Resolution of inflammation in response to T. gondii infection The success of an intracellular parasite to survive the hostile cell environment is defined by its ability to control the host immune response and limit the development of immune pathology. In this regard, IL-10 is an essential cytokine for resolution of inflammation. It is produced by a number of cell types, including macrophages, NK, T- and B-cells, and functions by inhibiting the activation of accessory cells and adaptive immune responses [321]. When infected with T. gondii, IL-10-deficient mice succumb to lethal inflammatory responses mediated by CD4+ T-cells and marked overproduction of IL-12, IFN-γ and TNFα [322]. In turn, IL-10 decreases the potency of macrophages to kill intracellular parasites, thereby promoting parasite survival [323]. The major cellular source of IL-10 during acute toxoplasmosis are CD4+ T cells but not regulatory T cells (Tregs) [324]. However, Tregs contribute to IL-10 production and use IL-2-mediated mechanisms of immunosuppression to control CD4+ and CD8+ T-cell proliferation [325]. Additionally, T. gondii infection induces CD1dhighCD5+ regulatory B cells (Bregs) as a source of IL-10. It has been shown that Bregs during T. gondii infection are associated with cyst formation in the host brain and the establishment of chronic infection [326].

Further, lipoxin A4 (LXA4) is a lipid mediator, that is important for the resolution of inflammation. It inhibits STAg-induced DC migration and IL-12 production in vivo and in vitro independently of IL-10 [327]. Interestingly, T. gondii expresses the enzyme 15-lipoxygenase that participates in LXA4 biosynthesis, an evasion mechanism from the LXA4-downregulated immune responses [328].

24 1 Introduction

Activation of the complement system during T. gondii infection Antibody-dependent complement-mediated killing of T. gondii tachyzoites in immune serum was discovered in 1948 and used as a serological test procedure named Sabin–Feldman dye test [329]. It served for the detection of T. gondii specific antibodies long time before the actual mechanism underlying this phenomenon was described [266, 330]. In 1980, the classical complement activation pathway was described to be the main route of complement activation in response to T. gondii infection as complement factors B, D and properdin, necessary for the alternative pathway activation, were shown to be dispensable for complement-mediated killing of tachyzoites using T. gondii-specific immune serum [266]. Evasion of the parasite from alternative pathway activation can be explained by the limited capacity of C3b deposition on the cellular membrane of tachyzoites and its fast degradation into its inactive form iC3b [331, 332]. Recent studies demonstrated presence of the complement activation during the chronic stage of infection in the brain. Degeneration and rupture of brain cysts causes C1q production and fixation as an initial step of classical complement activation [333]. It is reported that treatment of infected mice with anti-C3R antibody resulted in the deficient CD4+ and CD8+ T-cell response and high susceptibility to the acute T. gondii infection [334]. Similarly, mice deficient in C3aR and C5aR1 were highly susceptible to T. gondii infection due to decreased IL-12 and IFN-γ production pointing to the importance of the complement activation in the resistance to the parasite [76].

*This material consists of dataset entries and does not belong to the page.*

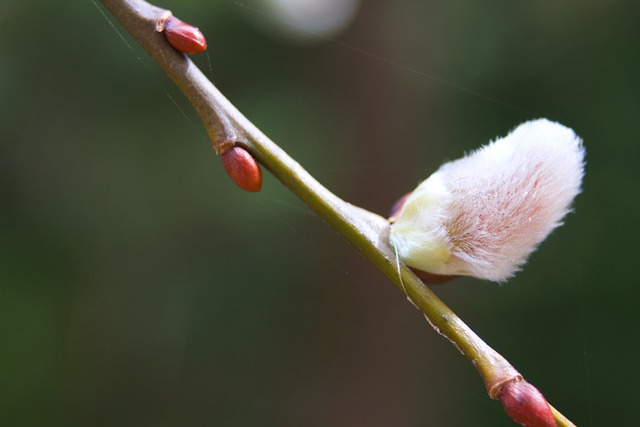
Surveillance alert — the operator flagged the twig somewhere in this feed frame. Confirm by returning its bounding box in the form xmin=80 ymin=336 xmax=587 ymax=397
xmin=101 ymin=0 xmax=573 ymax=426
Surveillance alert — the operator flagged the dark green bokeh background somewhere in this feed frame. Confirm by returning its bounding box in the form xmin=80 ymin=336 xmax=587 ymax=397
xmin=0 ymin=0 xmax=640 ymax=426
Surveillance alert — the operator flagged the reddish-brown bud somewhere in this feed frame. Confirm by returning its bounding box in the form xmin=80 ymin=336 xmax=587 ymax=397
xmin=498 ymin=381 xmax=556 ymax=427
xmin=222 ymin=145 xmax=262 ymax=193
xmin=164 ymin=16 xmax=207 ymax=54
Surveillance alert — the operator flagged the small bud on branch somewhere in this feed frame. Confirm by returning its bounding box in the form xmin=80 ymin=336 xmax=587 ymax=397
xmin=156 ymin=12 xmax=207 ymax=54
xmin=222 ymin=145 xmax=262 ymax=193
xmin=498 ymin=381 xmax=556 ymax=427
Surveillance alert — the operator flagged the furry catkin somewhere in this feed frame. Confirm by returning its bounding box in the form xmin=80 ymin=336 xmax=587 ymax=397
xmin=390 ymin=119 xmax=585 ymax=281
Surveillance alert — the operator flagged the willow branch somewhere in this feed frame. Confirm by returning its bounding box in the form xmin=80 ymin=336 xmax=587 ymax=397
xmin=101 ymin=0 xmax=573 ymax=426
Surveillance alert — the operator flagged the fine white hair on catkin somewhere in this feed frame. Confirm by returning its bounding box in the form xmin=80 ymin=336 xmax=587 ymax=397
xmin=391 ymin=119 xmax=585 ymax=281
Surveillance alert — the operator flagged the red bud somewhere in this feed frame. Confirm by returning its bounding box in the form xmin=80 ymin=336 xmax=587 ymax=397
xmin=164 ymin=16 xmax=207 ymax=54
xmin=222 ymin=145 xmax=262 ymax=193
xmin=498 ymin=381 xmax=556 ymax=427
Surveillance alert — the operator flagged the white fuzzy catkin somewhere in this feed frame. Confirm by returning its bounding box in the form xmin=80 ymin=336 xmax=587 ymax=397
xmin=390 ymin=119 xmax=585 ymax=281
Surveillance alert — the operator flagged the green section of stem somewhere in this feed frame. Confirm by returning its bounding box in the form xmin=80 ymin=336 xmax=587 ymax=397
xmin=102 ymin=0 xmax=573 ymax=426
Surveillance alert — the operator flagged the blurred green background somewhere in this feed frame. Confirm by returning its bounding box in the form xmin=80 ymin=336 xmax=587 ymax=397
xmin=0 ymin=0 xmax=640 ymax=427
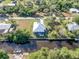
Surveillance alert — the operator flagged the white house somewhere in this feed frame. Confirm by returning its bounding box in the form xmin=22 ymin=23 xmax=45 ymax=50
xmin=0 ymin=23 xmax=11 ymax=34
xmin=67 ymin=22 xmax=79 ymax=31
xmin=69 ymin=8 xmax=79 ymax=13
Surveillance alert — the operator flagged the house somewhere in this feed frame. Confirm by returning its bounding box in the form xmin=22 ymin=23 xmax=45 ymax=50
xmin=67 ymin=22 xmax=79 ymax=31
xmin=0 ymin=23 xmax=11 ymax=34
xmin=69 ymin=8 xmax=79 ymax=13
xmin=7 ymin=3 xmax=16 ymax=7
xmin=62 ymin=12 xmax=72 ymax=20
xmin=33 ymin=22 xmax=45 ymax=36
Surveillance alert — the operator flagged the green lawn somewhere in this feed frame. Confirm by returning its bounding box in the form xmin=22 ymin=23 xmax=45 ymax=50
xmin=2 ymin=0 xmax=11 ymax=4
xmin=16 ymin=19 xmax=36 ymax=37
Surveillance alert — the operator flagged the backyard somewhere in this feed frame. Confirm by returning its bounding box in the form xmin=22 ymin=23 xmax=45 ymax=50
xmin=0 ymin=0 xmax=11 ymax=4
xmin=16 ymin=19 xmax=36 ymax=37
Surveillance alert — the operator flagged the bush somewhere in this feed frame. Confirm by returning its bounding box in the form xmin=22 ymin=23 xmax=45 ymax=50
xmin=29 ymin=47 xmax=79 ymax=59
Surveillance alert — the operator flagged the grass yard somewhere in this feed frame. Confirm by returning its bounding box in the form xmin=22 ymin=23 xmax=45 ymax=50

25 1 Introduction 1.5. Hypothesis and specific aims of the project Previous reports from the Aliberti laboratory showed that T. gondii infection drives IL-12 production through a CCR5-dependent mechanism [178]. Further, several studies from the Köhl laboratory demonstrated that the C5a/C5aR1 axis controls IL-12 and IL-23 cytokine production from DCs upon TLR stimulation [110] or in response to parasite infection [124]. Also, previous reports from our collaborator Julio Aliberti (CCHMC) suggested that TgCyp18 drives heterodimerization between CCR5 and C5aR1, which serves a novel danger sensing mechanism in T. gondii infection. Based on such data, I hypothesized that this dimerization promotes IL-12 production from CD8α+ splenic DCs by a MyD88-independent pathway as a critical pathway that induces protective TH1 immune responses against T. gondii. To test these hypotheses, I aimed to pursue the following specific aims: 1. Define the impact of soluble Toxoplasma antigen (STAg) and TgCyp18 on IL-12 production from splenic dendritic cells in vitro. 2. Delineate the receptor pathways underlying the STAg- and TyCyp18-driven IL-12 production from splenic dendritic cells in vitro using cells from wild type, C5aR1, CCR5 and MyD88-deficient mice. 3. Assess the cross-talk between C5aR1 and CCR5 in response to cognate ligand interaction and T. gondii tachyzoite infection in vitro. 4. Delineate the role of C5aR1 and CCR5 activation in mouse survival using the intraperitoneal T. gondii infection model. 5. Delineate the impact of C5aR1 and CCR5 activation on systemic cytokine/chemokine production in response to acute T. gondii infection in vivo. 6. Determine the role of the C5a/C5aR1 axis for the cellular response in the peritoneum and the spleen in response to acute T. gondii infection. 7. Define the role of C5aR1 and CCR5 for the development of protective immunity in the brain during the chronic stage of T. gondii infection. 8. Determine the role of the C5a/C5aR1 axis in the development of protective adaptive immunity to T. gondii infection.

26

2 MATERIAL

2.1. Material Mouse strains

Table 5: Mouse strains. B6 = C57BL/6, cg = congenic, tg = transgenic, tm = targeted mutation.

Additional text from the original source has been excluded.